In its recent story about student-organised anti-corruption protests in Slovakia, the New York Times described opposition OĽaNO leader Igor Matovič as “a member of Slovakia’s Parliament whose small party was formed seven years ago to combat corruption”.
Leaving aside the fact that “small” OĽaNO won the third largest number of seats in last year’s election, that plucky image is not quite how most Slovaks would characterise the relentlessly self-publicising Matovič. What no one can deny is that Matovič sure knows how to make a lot of noise. The way that this previously unknown businessman, who used editorials in the advertising freesheets his firm distributed to Slovak households to catapult himself into national politics, illustrates this well enough. After securing the last four places – i.e. typically, the no-hopers’ slots – on the 150-candidate slate of the then-greenhorn Freedom and Solidarity (SaS) party, he used his weekly opinion pieces to get himself and three allies into parliament in 2010 based on preference votes – an unprecedented achievement. Those same four MPs, with Matovič the undoubted star, proceeded to found their own ‘movement’, which has remained a fixture on the Slovak political scene ever since – again, no mean achievement.
Over seven years, Matovič has inserted himself into nearly every controversy that has emerged in Slovak politics. For instance, has has accused the prime minister and his wife of having millions in a bank account in Belize – but then failed to provide any of the evidence he promised; and he has helped to destroy the political (and very possibly, nascent judicial) career of one-time presidential contender Radoslav Procházka by secretly recording their conversations.
So to characterise Matovič as an “anti-corruption fighter” does not really do justice to this very colourful politician.
But a politician he is, whatever he may claim as he stands proudly on the castle hill, against blue skies and the white parliament, in a smart black coat and trademark everyman jeans (as the New York Times chose to depict him).
He has certainly been tireless at pointing fingers at other politicians, from across the spectrum, and accusing them of corruption and lack of transparency. Just last week he and his party colleagues revealed that parliamentary officials have been opening, reading and withholding MPs’ mail, supposedly for security reasons. He blames the speaker, a key figure in the governing coalition.
In keeping with his rebellious image, Matovič now faces being only the second MP in modern Slovak history to be stripped of his parliamentary mandate. The previous ejectee, František Gaulieder, lost his seat in the 1990s in a move that was later ruled unlawful by the Constitutional Court but marked a significant moment in Slovakia’s Mečiar-era flirtation with authoritarian government.

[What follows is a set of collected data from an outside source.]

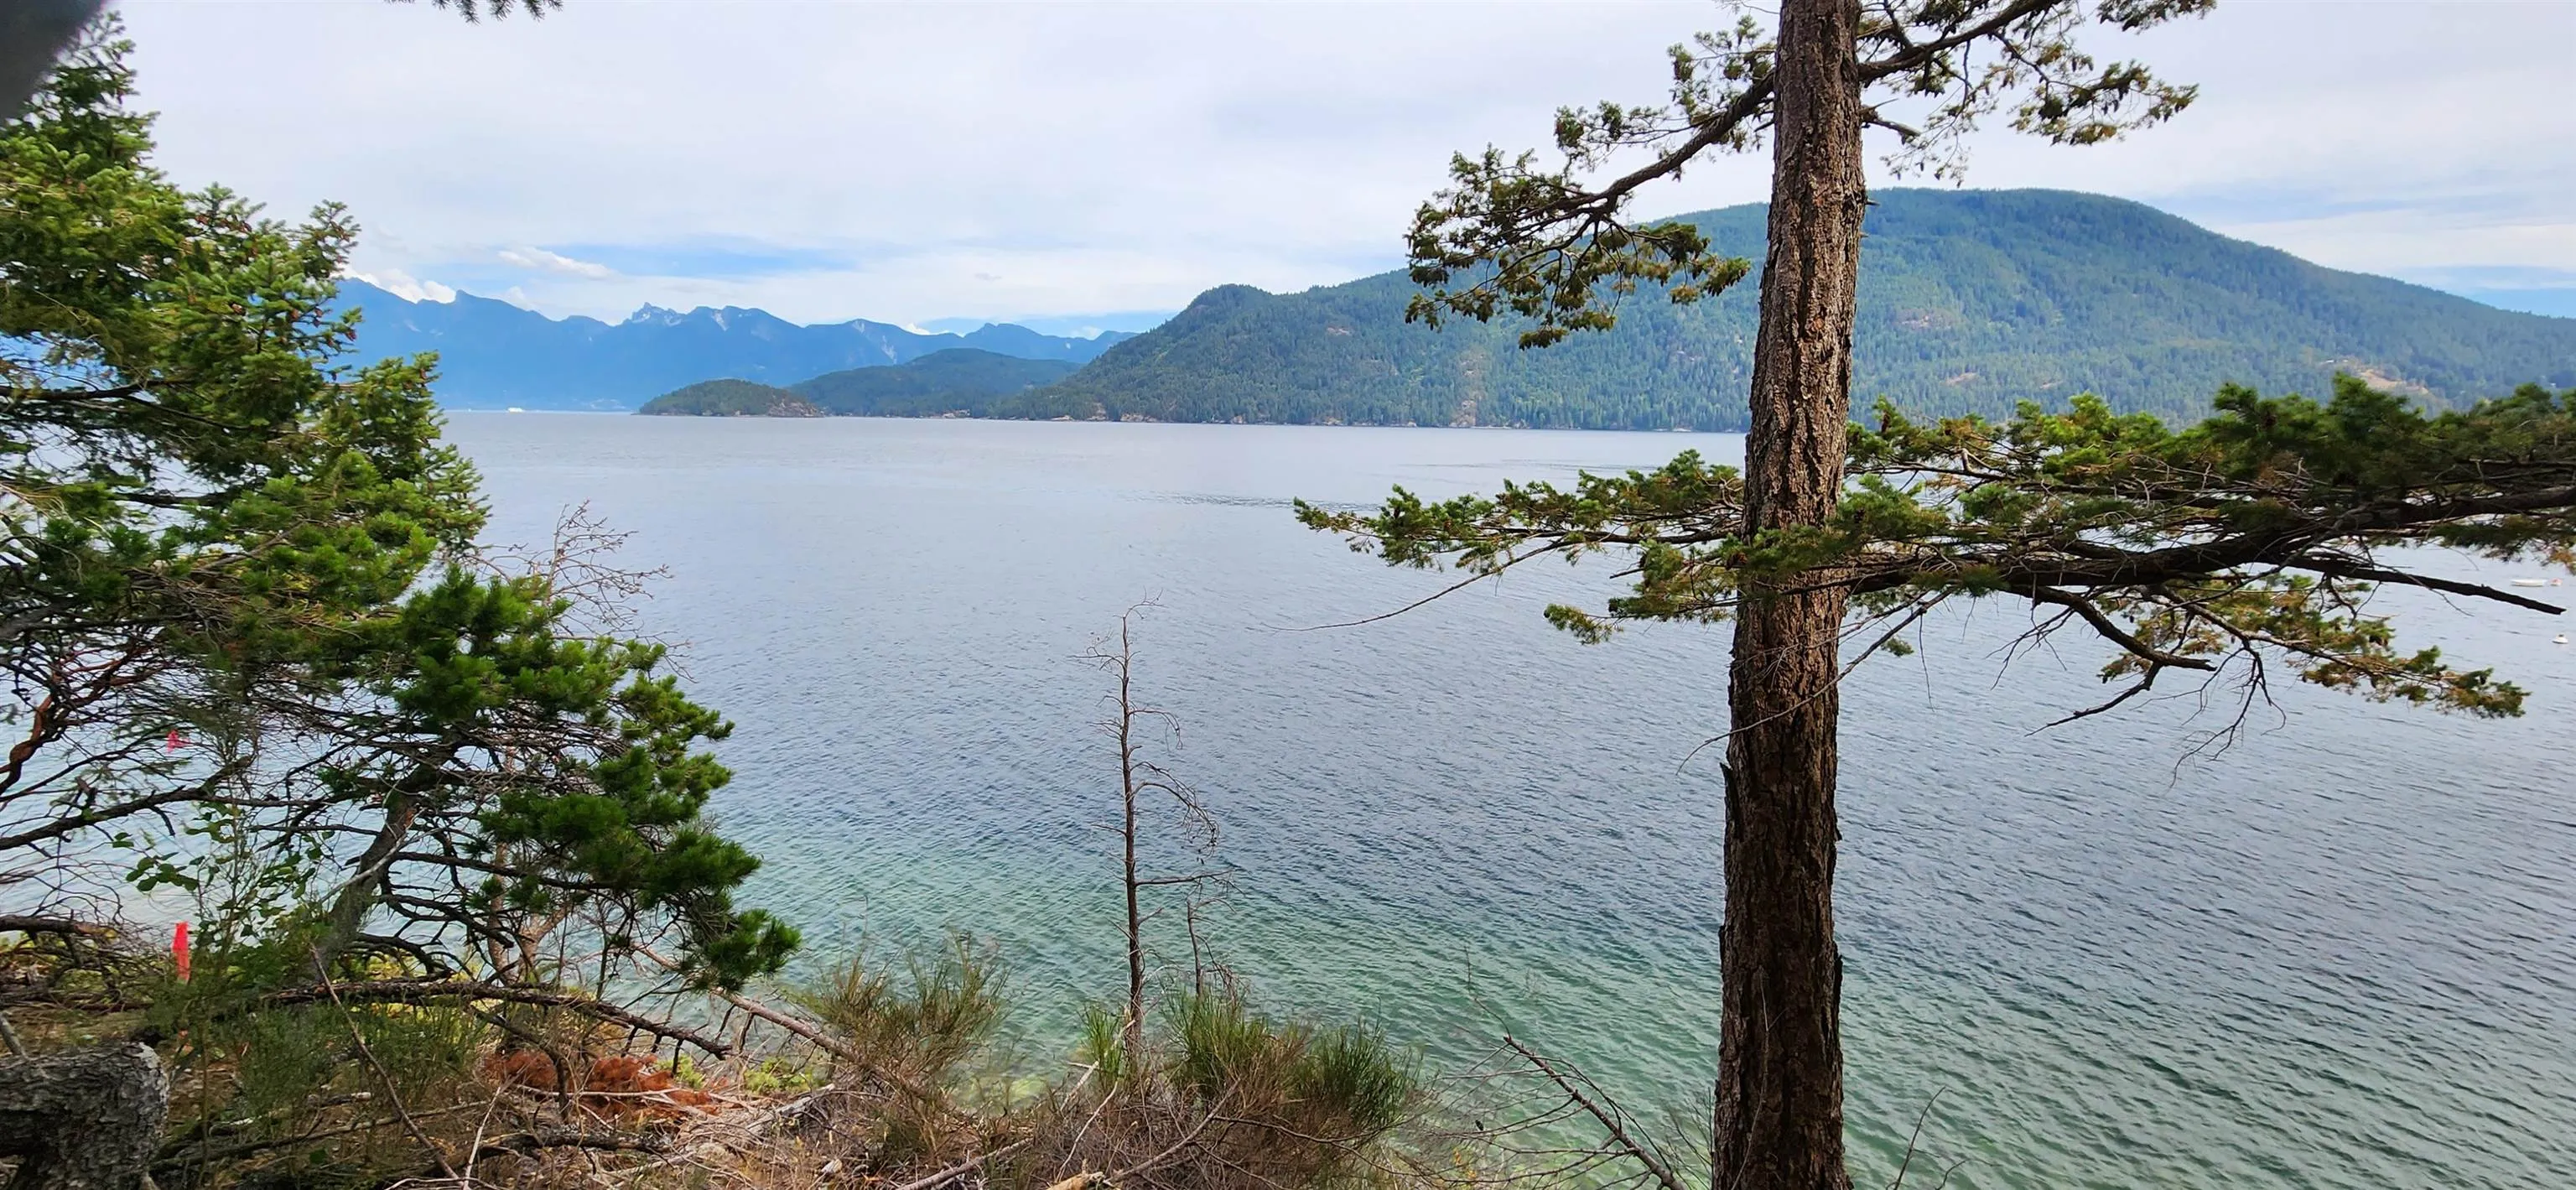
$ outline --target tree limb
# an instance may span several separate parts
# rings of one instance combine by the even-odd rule
[[[712,1057],[733,1056],[732,1046],[682,1025],[655,1020],[641,1013],[571,992],[512,987],[508,984],[461,979],[379,979],[341,983],[328,988],[320,985],[286,988],[260,997],[261,1003],[274,1005],[310,1004],[322,1000],[354,1000],[385,1004],[422,1004],[438,1000],[506,1000],[513,1004],[566,1008],[585,1016],[614,1021],[657,1037],[687,1042]]]
[[[1548,1064],[1547,1059],[1538,1056],[1528,1046],[1522,1045],[1519,1038],[1509,1033],[1503,1034],[1503,1044],[1512,1047],[1513,1052],[1529,1059],[1530,1065],[1537,1067],[1539,1073],[1546,1075],[1549,1082],[1555,1083],[1557,1089],[1565,1092],[1567,1098],[1574,1100],[1576,1106],[1591,1113],[1593,1119],[1599,1120],[1601,1127],[1609,1132],[1611,1141],[1617,1144],[1621,1151],[1635,1158],[1637,1164],[1645,1166],[1646,1172],[1653,1174],[1655,1180],[1663,1184],[1664,1190],[1692,1190],[1681,1178],[1674,1175],[1671,1166],[1664,1164],[1663,1158],[1657,1157],[1644,1145],[1638,1144],[1628,1136],[1628,1129],[1619,1122],[1615,1112],[1593,1102],[1591,1096],[1584,1094],[1571,1079],[1558,1073],[1556,1067]]]

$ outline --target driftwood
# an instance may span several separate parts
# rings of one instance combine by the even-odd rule
[[[8,1190],[137,1190],[148,1185],[170,1076],[140,1043],[0,1059],[0,1156],[19,1159]]]
[[[321,1001],[342,1004],[425,1004],[440,1000],[507,1000],[514,1004],[538,1004],[562,1008],[584,1016],[625,1025],[658,1037],[685,1041],[719,1058],[730,1057],[733,1054],[732,1046],[715,1038],[668,1021],[630,1012],[605,1001],[571,992],[547,991],[543,988],[526,988],[511,984],[482,983],[464,979],[377,979],[286,988],[260,997],[260,1002],[267,1005],[311,1004]]]
[[[547,1149],[589,1149],[593,1152],[601,1153],[659,1154],[671,1151],[671,1141],[667,1137],[654,1136],[650,1133],[603,1132],[585,1128],[570,1127],[536,1128],[527,1132],[514,1132],[507,1136],[496,1136],[490,1140],[483,1141],[475,1146],[474,1156],[478,1159],[483,1157],[506,1156],[528,1157],[544,1152]]]
[[[77,938],[116,936],[115,930],[94,922],[26,913],[0,913],[0,930],[20,934],[66,934]]]

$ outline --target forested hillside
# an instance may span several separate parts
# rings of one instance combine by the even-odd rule
[[[2576,384],[2576,319],[2321,268],[2134,202],[1889,190],[1862,253],[1854,400],[2003,413],[2097,392],[2194,418],[2220,384],[2322,393],[2336,371],[2435,402]],[[1764,209],[1683,218],[1762,259]],[[1615,330],[1522,351],[1518,325],[1433,331],[1384,273],[1296,294],[1223,286],[1019,416],[1739,429],[1756,278],[1694,306],[1629,299]]]
[[[727,377],[675,388],[644,403],[637,413],[681,417],[822,417],[812,401],[774,384]]]
[[[902,364],[851,368],[785,387],[750,380],[709,380],[664,393],[639,412],[699,417],[975,417],[1013,416],[1003,401],[1061,380],[1073,365],[1016,359],[972,347],[934,351]],[[1016,406],[1014,406],[1014,410]]]
[[[686,313],[646,306],[612,324],[548,318],[470,293],[449,302],[406,301],[357,280],[340,283],[337,304],[365,312],[356,359],[435,351],[439,399],[464,408],[631,409],[711,376],[786,384],[952,348],[1056,361],[1060,375],[1128,337],[1111,331],[1073,339],[1009,324],[930,335],[864,319],[799,326],[731,306]]]

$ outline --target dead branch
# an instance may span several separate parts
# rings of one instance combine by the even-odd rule
[[[533,1128],[496,1136],[484,1141],[474,1157],[533,1156],[546,1149],[587,1149],[597,1153],[650,1153],[660,1156],[671,1151],[671,1142],[647,1132],[597,1132],[583,1128]]]
[[[642,950],[644,957],[651,959],[666,968],[670,968],[672,970],[678,969],[677,965],[672,963],[671,960],[663,958],[661,955],[654,953],[651,949],[638,949]],[[723,988],[717,988],[715,989],[715,994],[718,999],[723,1000],[727,1004],[731,1004],[744,1012],[750,1013],[751,1015],[759,1017],[760,1019],[776,1025],[781,1029],[785,1029],[798,1037],[804,1038],[806,1041],[812,1042],[815,1046],[821,1048],[824,1052],[831,1054],[833,1057],[856,1066],[861,1073],[866,1074],[870,1078],[893,1087],[906,1095],[910,1095],[923,1103],[940,1102],[941,1097],[937,1092],[922,1086],[920,1083],[915,1082],[912,1079],[905,1078],[894,1071],[885,1069],[876,1062],[869,1060],[868,1056],[859,1052],[857,1047],[852,1046],[848,1042],[842,1041],[829,1033],[825,1033],[811,1024],[798,1020],[795,1017],[780,1012],[775,1008],[771,1008],[770,1006],[763,1004],[758,1000],[754,1000],[749,996],[745,996],[740,992],[729,992]],[[718,1054],[717,1056],[722,1057],[723,1055]]]
[[[0,930],[20,934],[66,934],[78,938],[113,938],[116,931],[94,922],[68,917],[44,917],[21,913],[0,913]]]
[[[1602,1129],[1610,1134],[1611,1142],[1618,1145],[1622,1152],[1634,1158],[1637,1164],[1645,1166],[1646,1172],[1653,1174],[1655,1180],[1663,1184],[1664,1190],[1691,1190],[1689,1186],[1683,1184],[1681,1178],[1674,1175],[1670,1166],[1664,1164],[1663,1158],[1657,1157],[1644,1145],[1629,1137],[1628,1129],[1620,1123],[1619,1114],[1614,1108],[1605,1108],[1594,1102],[1591,1096],[1584,1094],[1581,1088],[1574,1085],[1574,1080],[1559,1073],[1556,1067],[1548,1064],[1547,1059],[1538,1056],[1528,1046],[1522,1045],[1518,1038],[1505,1033],[1503,1044],[1512,1047],[1513,1052],[1521,1057],[1529,1059],[1530,1065],[1537,1067],[1539,1073],[1546,1075],[1549,1082],[1555,1083],[1557,1089],[1565,1092],[1567,1098],[1574,1100],[1576,1106],[1589,1113],[1593,1119],[1599,1120]]]
[[[895,1187],[895,1190],[930,1190],[931,1187],[940,1185],[951,1178],[963,1177],[975,1172],[977,1168],[981,1167],[987,1161],[1008,1157],[1013,1153],[1019,1152],[1021,1149],[1027,1148],[1028,1146],[1029,1141],[1027,1140],[1012,1141],[1011,1143],[1003,1145],[1001,1148],[995,1149],[989,1153],[984,1153],[980,1156],[960,1161],[955,1165],[951,1165],[946,1169],[940,1170],[938,1173],[930,1175],[929,1177],[915,1178],[912,1181],[905,1182],[903,1185]]]
[[[321,956],[316,954],[314,957],[315,966],[318,968],[322,965],[319,961]],[[402,1121],[403,1131],[410,1133],[411,1138],[418,1141],[421,1148],[429,1151],[429,1159],[438,1166],[438,1172],[448,1180],[454,1181],[456,1167],[447,1163],[446,1150],[439,1148],[436,1141],[429,1139],[428,1133],[420,1130],[419,1122],[411,1118],[410,1109],[403,1106],[402,1092],[394,1087],[394,1076],[385,1073],[384,1064],[376,1061],[375,1052],[367,1048],[366,1032],[358,1028],[358,1018],[350,1015],[349,1006],[341,1003],[340,993],[331,986],[331,976],[328,972],[322,973],[322,990],[330,993],[332,1006],[340,1010],[341,1023],[349,1026],[349,1040],[356,1043],[359,1059],[364,1061],[367,1069],[375,1074],[377,1085],[385,1089],[385,1103],[394,1109],[394,1118]]]
[[[539,988],[512,987],[508,984],[481,983],[462,979],[378,979],[359,983],[328,983],[317,987],[286,988],[260,997],[271,1005],[315,1003],[342,999],[385,1004],[420,1004],[436,1000],[505,1000],[513,1004],[535,1004],[565,1008],[584,1016],[596,1017],[638,1029],[671,1041],[684,1041],[713,1057],[733,1054],[733,1047],[683,1025],[655,1020],[641,1013],[605,1001],[593,1000],[573,992],[546,991]]]
[[[1896,1177],[1887,1184],[1887,1190],[1902,1190],[1905,1185],[1906,1171],[1914,1168],[1914,1147],[1923,1140],[1924,1121],[1932,1118],[1933,1105],[1939,1102],[1941,1102],[1941,1092],[1935,1090],[1931,1098],[1923,1101],[1923,1110],[1915,1114],[1914,1131],[1905,1138],[1905,1159],[1896,1163]],[[1944,1175],[1942,1180],[1946,1182],[1949,1178]]]

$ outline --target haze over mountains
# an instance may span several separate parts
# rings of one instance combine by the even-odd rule
[[[2337,371],[2436,404],[2576,386],[2576,319],[2322,268],[2099,195],[1875,199],[1855,332],[1862,409],[1887,396],[1917,412],[2000,414],[2091,391],[2189,420],[2221,384],[2322,393]],[[1758,264],[1764,214],[1681,218]],[[1757,292],[1748,279],[1674,306],[1640,290],[1616,329],[1522,351],[1515,323],[1406,323],[1413,287],[1401,272],[1293,294],[1219,286],[1143,335],[1095,339],[1007,325],[964,336],[797,326],[735,308],[648,306],[612,326],[344,285],[344,301],[368,312],[362,357],[437,350],[442,399],[467,408],[633,408],[730,379],[753,383],[673,394],[653,411],[1700,430],[1743,427]],[[957,349],[975,350],[944,367],[887,367]],[[1067,368],[1078,370],[1051,374]],[[835,387],[827,373],[848,375]]]
[[[1021,359],[1089,362],[1130,337],[1042,335],[1008,323],[965,335],[923,334],[864,319],[799,326],[764,310],[646,306],[618,323],[548,318],[460,293],[414,302],[364,281],[340,282],[340,304],[366,312],[356,357],[435,351],[439,400],[461,409],[632,409],[715,377],[789,384],[849,368],[900,364],[971,347]]]

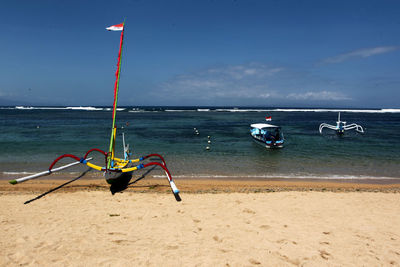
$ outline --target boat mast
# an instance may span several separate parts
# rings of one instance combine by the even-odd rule
[[[118,88],[119,88],[119,77],[121,72],[121,56],[122,56],[122,45],[124,41],[124,29],[125,29],[125,21],[122,23],[122,31],[121,31],[121,39],[119,43],[119,53],[118,53],[118,63],[117,63],[117,71],[115,72],[115,84],[114,84],[114,104],[113,104],[113,122],[111,128],[111,139],[110,139],[110,148],[108,150],[108,160],[107,160],[107,168],[111,167],[112,161],[114,160],[115,154],[115,137],[117,133],[117,128],[115,126],[115,117],[117,115],[117,101],[118,101]]]

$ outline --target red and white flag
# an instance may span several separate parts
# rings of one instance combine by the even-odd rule
[[[124,24],[117,24],[106,28],[108,31],[122,31],[124,29]]]
[[[265,120],[266,121],[272,121],[272,117],[271,116],[265,117]]]

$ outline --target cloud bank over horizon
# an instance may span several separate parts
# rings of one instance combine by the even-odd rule
[[[389,53],[397,50],[396,46],[359,49],[351,53],[330,58],[328,62],[339,63],[352,58],[368,58],[370,56]],[[343,86],[334,78],[318,75],[316,69],[295,69],[288,65],[274,65],[261,62],[250,62],[231,65],[213,65],[168,78],[142,90],[140,95],[126,97],[128,90],[121,90],[121,105],[190,105],[190,106],[327,106],[327,107],[362,107],[363,97],[369,97],[361,91],[354,94],[351,86]],[[305,68],[307,69],[307,68]],[[383,84],[381,80],[368,81],[371,86]],[[392,81],[391,86],[399,84]],[[126,85],[123,85],[126,86]],[[349,89],[350,88],[350,89]],[[98,99],[104,101],[97,105],[107,105],[110,90],[99,92]],[[364,96],[365,95],[365,96]],[[151,102],[145,102],[151,99]],[[360,101],[359,101],[360,100]],[[377,100],[379,100],[377,98]],[[64,103],[63,103],[64,102]],[[139,102],[139,103],[138,103]],[[140,103],[143,102],[143,103]],[[73,99],[73,94],[55,97],[49,101],[42,95],[32,92],[0,90],[0,105],[12,103],[16,105],[96,105],[95,103]],[[134,103],[134,104],[133,104]],[[376,105],[374,107],[379,107]],[[395,107],[395,106],[392,106]]]
[[[200,105],[302,105],[311,101],[348,101],[340,91],[308,88],[304,81],[295,81],[298,74],[282,66],[252,62],[213,66],[190,74],[177,75],[159,85],[158,93],[177,103],[196,99]],[[314,78],[316,79],[316,78]]]

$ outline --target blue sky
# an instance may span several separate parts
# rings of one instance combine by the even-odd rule
[[[399,1],[6,1],[0,105],[400,107]]]

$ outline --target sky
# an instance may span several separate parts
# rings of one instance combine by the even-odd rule
[[[2,1],[0,105],[400,108],[400,1]]]

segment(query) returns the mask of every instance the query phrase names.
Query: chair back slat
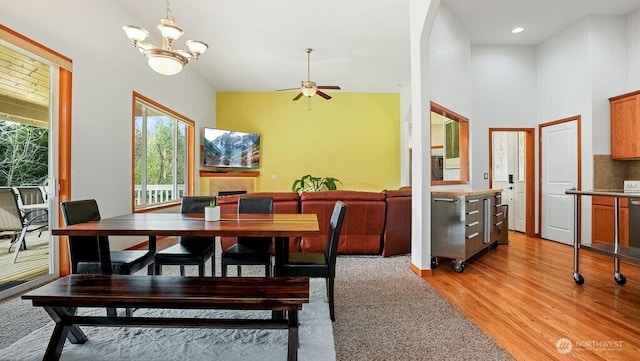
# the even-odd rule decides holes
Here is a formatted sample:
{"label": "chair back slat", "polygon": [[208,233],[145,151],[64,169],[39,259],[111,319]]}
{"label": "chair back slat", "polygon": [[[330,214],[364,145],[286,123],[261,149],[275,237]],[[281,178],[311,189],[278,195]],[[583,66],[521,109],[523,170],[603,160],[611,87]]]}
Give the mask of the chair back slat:
{"label": "chair back slat", "polygon": [[272,197],[240,197],[238,198],[238,213],[273,213]]}
{"label": "chair back slat", "polygon": [[[100,211],[95,199],[62,202],[60,208],[67,226],[100,220]],[[69,236],[68,239],[71,273],[77,273],[80,262],[100,262],[98,237]]]}
{"label": "chair back slat", "polygon": [[22,226],[16,194],[11,188],[0,188],[0,231],[20,232]]}
{"label": "chair back slat", "polygon": [[[184,196],[180,205],[180,213],[204,214],[204,208],[211,205],[211,201],[215,200],[216,197],[214,196]],[[180,236],[180,243],[202,242],[205,239],[210,240],[211,237]]]}
{"label": "chair back slat", "polygon": [[333,212],[331,213],[331,220],[329,221],[329,239],[326,245],[326,256],[329,262],[329,273],[331,276],[335,276],[336,258],[338,256],[338,243],[340,242],[340,232],[342,230],[342,224],[344,223],[344,217],[347,214],[347,205],[341,201],[337,201],[333,206]]}
{"label": "chair back slat", "polygon": [[[272,197],[240,197],[238,198],[238,213],[273,213]],[[268,252],[272,237],[238,237],[237,242],[251,247],[265,247]]]}
{"label": "chair back slat", "polygon": [[208,207],[211,201],[215,201],[214,196],[184,196],[180,206],[180,213],[204,214],[204,207]]}
{"label": "chair back slat", "polygon": [[[18,191],[18,204],[28,206],[30,204],[43,204],[45,203],[42,196],[42,189],[40,187],[16,187]],[[42,221],[46,221],[48,218],[48,212],[46,209],[38,209],[29,212],[26,221],[31,221],[35,218],[39,218]]]}

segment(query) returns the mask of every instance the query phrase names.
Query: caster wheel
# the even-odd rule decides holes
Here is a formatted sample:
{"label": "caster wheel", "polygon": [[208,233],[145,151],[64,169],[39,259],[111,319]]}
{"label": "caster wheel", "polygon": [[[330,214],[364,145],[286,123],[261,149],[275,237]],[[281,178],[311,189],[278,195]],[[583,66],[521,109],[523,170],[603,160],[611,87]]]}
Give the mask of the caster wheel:
{"label": "caster wheel", "polygon": [[438,258],[437,257],[431,257],[431,269],[434,269],[438,267]]}
{"label": "caster wheel", "polygon": [[583,278],[583,277],[582,277],[582,275],[581,275],[581,274],[579,274],[579,273],[578,273],[577,275],[576,275],[576,274],[574,274],[574,275],[573,275],[573,281],[574,281],[576,284],[581,285],[581,284],[583,284],[583,283],[584,283],[584,278]]}
{"label": "caster wheel", "polygon": [[620,286],[627,283],[627,278],[624,275],[622,275],[622,273],[614,275],[613,279],[616,280],[616,283],[619,284]]}
{"label": "caster wheel", "polygon": [[496,249],[496,248],[498,248],[498,242],[493,242],[493,243],[491,243],[491,248],[492,248],[492,249]]}
{"label": "caster wheel", "polygon": [[451,263],[451,267],[458,273],[464,272],[464,262],[453,261],[453,263]]}

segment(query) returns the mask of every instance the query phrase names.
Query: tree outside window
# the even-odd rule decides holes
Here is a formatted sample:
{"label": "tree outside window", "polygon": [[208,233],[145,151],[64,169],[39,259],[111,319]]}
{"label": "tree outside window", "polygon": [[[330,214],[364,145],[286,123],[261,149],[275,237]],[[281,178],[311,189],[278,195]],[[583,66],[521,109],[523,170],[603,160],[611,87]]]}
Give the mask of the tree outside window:
{"label": "tree outside window", "polygon": [[49,129],[0,119],[0,186],[39,186],[49,174]]}

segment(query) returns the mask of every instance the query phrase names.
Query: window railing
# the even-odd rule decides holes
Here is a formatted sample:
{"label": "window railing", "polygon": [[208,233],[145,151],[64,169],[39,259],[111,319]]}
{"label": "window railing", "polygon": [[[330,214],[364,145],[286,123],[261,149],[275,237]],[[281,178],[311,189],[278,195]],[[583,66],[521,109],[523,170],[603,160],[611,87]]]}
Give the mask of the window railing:
{"label": "window railing", "polygon": [[[147,185],[147,203],[164,203],[170,202],[176,199],[182,198],[185,193],[185,185],[178,185],[178,194],[173,194],[173,185],[171,184],[149,184]],[[142,197],[142,185],[136,185],[134,187],[136,206],[141,204]]]}

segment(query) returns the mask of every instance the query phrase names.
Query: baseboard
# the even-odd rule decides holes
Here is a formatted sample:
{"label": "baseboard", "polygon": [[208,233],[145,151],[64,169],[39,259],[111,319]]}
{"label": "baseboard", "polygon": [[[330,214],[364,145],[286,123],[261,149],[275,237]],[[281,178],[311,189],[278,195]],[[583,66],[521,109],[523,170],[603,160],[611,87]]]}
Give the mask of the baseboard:
{"label": "baseboard", "polygon": [[417,274],[420,277],[431,277],[433,276],[433,270],[431,269],[420,269],[413,262],[409,263],[409,268],[413,273]]}

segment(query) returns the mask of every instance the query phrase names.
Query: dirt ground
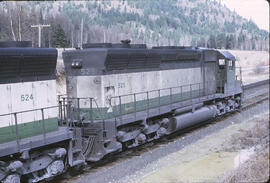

Unfortunately for Matovič, his case is very different from Gaulieder’s. As one veteran of the Mečiar era, journalist Marián Leško, pointed out in an opinion piece for the Trend weekly, no one has helped put Matovič in this predicament more than Matovič himself. For some unfathomable reason, he made the mistake of having his business licence active while he was an MP – not once, but twice. Is that enough of a reason to expel him from parliament? Strictly speaking, it is – although no one seems to be arguing that he actually did any business while an MP. At the end of the day, it will be up to his fellow MPs to decide if he deserves leniency or not.
So now, after seven years of grandstanding, buffoonery, non-conformism, and generally acting the big-mouth, enfant terrible of Slovak politics, Matovič is facing what is basically unprecedented in Slovak politics. Smer, which has been building the case against him through the media – and employing underhand tactics involving police investigations and leaked tax documents to which it has privileged access – faces its own dilemma: should it force the expulsion from parliament of one of its noisiest critics (and in the process lend Matovič more fuel for his own self-stoked fire of victimhood), or make the whole issue go away more or less silently and deny Matovič another reason to point his accusing finger?